第十三章:枢密卿マルコム ―王宮での直接対決―
王宮の奥深く、夜の静寂が張り詰める廊下。
燭台の炎が壁に揺れるたび、影が生き物のように動いた。
私は書類を胸に抱き、レオンの背後に隠れる。
宰相の存在が、唯一の心強さだ。
「……ここが、マルコム卿の執務室。」
私は低く呟き、扉の前で息を整える。
レオンは刀身の影を手でなぞりながら、静かに頷く。
「行くぞ。」
扉を開けると、マルコム卿は椅子に腰掛け、予想以上に落ち着いた態度でこちらを迎えた。
「……ああ、ヴィオレッタ・ランベール殿。
王都に戻るとは、勇気がありますな。

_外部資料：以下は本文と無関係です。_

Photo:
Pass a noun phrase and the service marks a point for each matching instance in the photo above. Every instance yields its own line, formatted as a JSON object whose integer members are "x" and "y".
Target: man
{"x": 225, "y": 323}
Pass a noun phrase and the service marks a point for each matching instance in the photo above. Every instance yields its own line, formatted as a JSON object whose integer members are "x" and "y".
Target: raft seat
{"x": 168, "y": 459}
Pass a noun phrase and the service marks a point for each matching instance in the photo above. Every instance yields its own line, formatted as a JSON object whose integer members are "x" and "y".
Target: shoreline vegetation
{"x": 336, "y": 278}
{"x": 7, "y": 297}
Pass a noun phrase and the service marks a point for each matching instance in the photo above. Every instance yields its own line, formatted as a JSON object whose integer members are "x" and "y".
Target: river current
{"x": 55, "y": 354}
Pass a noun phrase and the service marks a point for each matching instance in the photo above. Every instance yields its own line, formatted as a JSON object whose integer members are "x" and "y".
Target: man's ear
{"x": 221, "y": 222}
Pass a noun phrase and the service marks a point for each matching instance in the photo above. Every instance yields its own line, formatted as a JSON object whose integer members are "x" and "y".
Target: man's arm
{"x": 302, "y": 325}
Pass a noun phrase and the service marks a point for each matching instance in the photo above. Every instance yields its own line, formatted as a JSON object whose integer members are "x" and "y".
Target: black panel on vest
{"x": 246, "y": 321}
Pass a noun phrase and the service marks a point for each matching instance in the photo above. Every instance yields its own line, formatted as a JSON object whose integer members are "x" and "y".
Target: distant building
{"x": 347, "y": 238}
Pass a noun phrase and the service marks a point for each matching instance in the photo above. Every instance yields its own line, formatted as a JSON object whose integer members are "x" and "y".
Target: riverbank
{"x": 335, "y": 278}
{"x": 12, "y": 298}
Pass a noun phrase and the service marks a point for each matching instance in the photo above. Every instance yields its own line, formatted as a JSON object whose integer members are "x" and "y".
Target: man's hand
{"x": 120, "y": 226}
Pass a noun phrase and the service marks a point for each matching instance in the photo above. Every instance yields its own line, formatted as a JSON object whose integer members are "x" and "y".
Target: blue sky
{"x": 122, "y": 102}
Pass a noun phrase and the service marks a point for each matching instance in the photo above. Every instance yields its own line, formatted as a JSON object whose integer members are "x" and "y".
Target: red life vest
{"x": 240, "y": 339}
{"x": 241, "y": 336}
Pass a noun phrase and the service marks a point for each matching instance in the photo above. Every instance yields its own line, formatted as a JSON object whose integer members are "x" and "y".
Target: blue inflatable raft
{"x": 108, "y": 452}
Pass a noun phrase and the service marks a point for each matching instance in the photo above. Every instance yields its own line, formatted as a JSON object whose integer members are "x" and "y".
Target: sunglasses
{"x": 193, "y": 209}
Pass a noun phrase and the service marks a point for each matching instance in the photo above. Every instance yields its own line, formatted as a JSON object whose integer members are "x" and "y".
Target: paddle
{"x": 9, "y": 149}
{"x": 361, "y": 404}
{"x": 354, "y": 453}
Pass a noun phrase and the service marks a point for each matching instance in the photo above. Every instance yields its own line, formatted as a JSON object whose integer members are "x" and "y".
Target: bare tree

」
声は冷たく、しかしどこか楽しげだった。
「……貴方の陰謀はすべてお見通しです。」
私は胸の書類を差し出しながら言う。
「この帳簿で、貴方の裏金の流れも、教会派との結託もすべて証明できますわ。」
マルコム卿は微笑み、手をひらりと動かした。
「証拠は面白い。しかし、真実は一枚の紙では動かぬ。」
その言葉に、私の指先がわずかに震える。
だが、紅茶館で鍛えた観察眼が、彼の微妙な肩の動きや息遣いを逃さない。
「ならば、ここで真実を見せて差し上げますわ。」
私は書類を広げ、証拠を提示する。
「枢密顧問としての責務を逸脱した行為のすべて。
王国の腐敗と陰謀の証拠です。」
マルコム卿の目が一瞬、鋭く光った。
「なるほど、君は恐ろしい女になったものだ。」
彼は立ち上がる。
「しかし、ここまでの行動には代償がある。」
その瞬間、部屋の空気が重く締め付けられる。
刺客たちが背後から襲いかかるタイミング――緊張が極限に達する。
「……レオン!」
私は咄嗟に叫ぶ。
宰相は瞬時に反応し、刺客を迎え撃つ。
刃と魔導符が光を交わし、影と光の間で戦いが繰り広げられる。
「ヴィオレッタ、書類を守れ!」
レオンの声に従い、私は冷静に動く。
書類を安全な場所に隠しつつ、魔導符で侵入者の動きを封じる。
戦いの最中、マルコム卿の視線は私を追い、心理戦を仕掛けてくる。
「……君は感情で動く。
ならば、この王都の策略に飲まれるはずだ。」
「ええ、感情で動くからこそ、冷静に判断もできるのですわ。」
私は微笑みを浮かべ、彼の挑発に乗らず、冷静に行動する。
紅茶館で培った“心理戦の読み”が、ここで生きる。
刺客を退け、書類を確保した瞬間、レオンがマルコム卿を鋭く牽制する。
「もう逃げられぬ。王国の正義の前に、貴方の陰謀は破られる。」
マルコム卿は、初めて動揺の色を見せた。
「……恐ろしい女だ、ヴィオレッタ。
そして、宰相も……。」
私は胸の書類を掲げ、低く微笑む。
「これが、紅茶館で仕込んだ“策略の真髄”ですわ。」
夜風が窓を揺らし、燭台の光が二人の影を長く伸ばす。
悪役令嬢ヴィオレッタ・ランベールと宰相レオンの同盟が、王都の陰謀を打ち砕く――。